The anticipated scheme in this article is very much effective than already existing techniques, because it uses minimum resources and least computation cost. To analyze the computational complication, we compare time complexity with the existing techniques in Table 11. The table demonstrates the time taken during encryption of plain images. Decryption time is almost equal to encryption time. The projected technique in Table 11 has less computational complexity than already existing approaches.
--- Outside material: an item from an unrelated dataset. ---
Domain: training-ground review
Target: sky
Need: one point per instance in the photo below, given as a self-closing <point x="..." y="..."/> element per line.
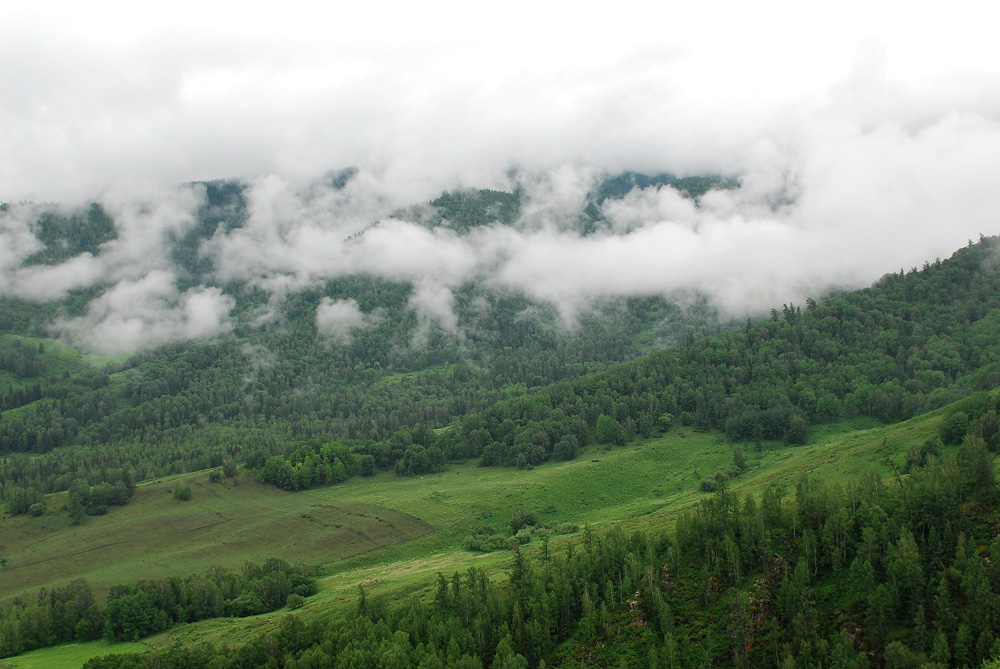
<point x="865" y="136"/>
Table 11 Encryption execution time in seconds

5 Conclusion

We have designed a new scheme based on quantum spinning to provide the security to digital contents. We consumed the half-spin phenomenon to add the confusion and diffusion abilities in our proposed structure. Cracking of keys and messages is not possible without knowledge of phase and entangled matrices. Due to half spinning, there are infinite points which lie between \(- {720^ \circ }\) and \({720^ \circ }\), while possible combinations of spin matrices are 4!. By utilizing the statistical analyses, our proposed technique is appropriate for real-time applications due to small processing time and superior performance than the existing schemes.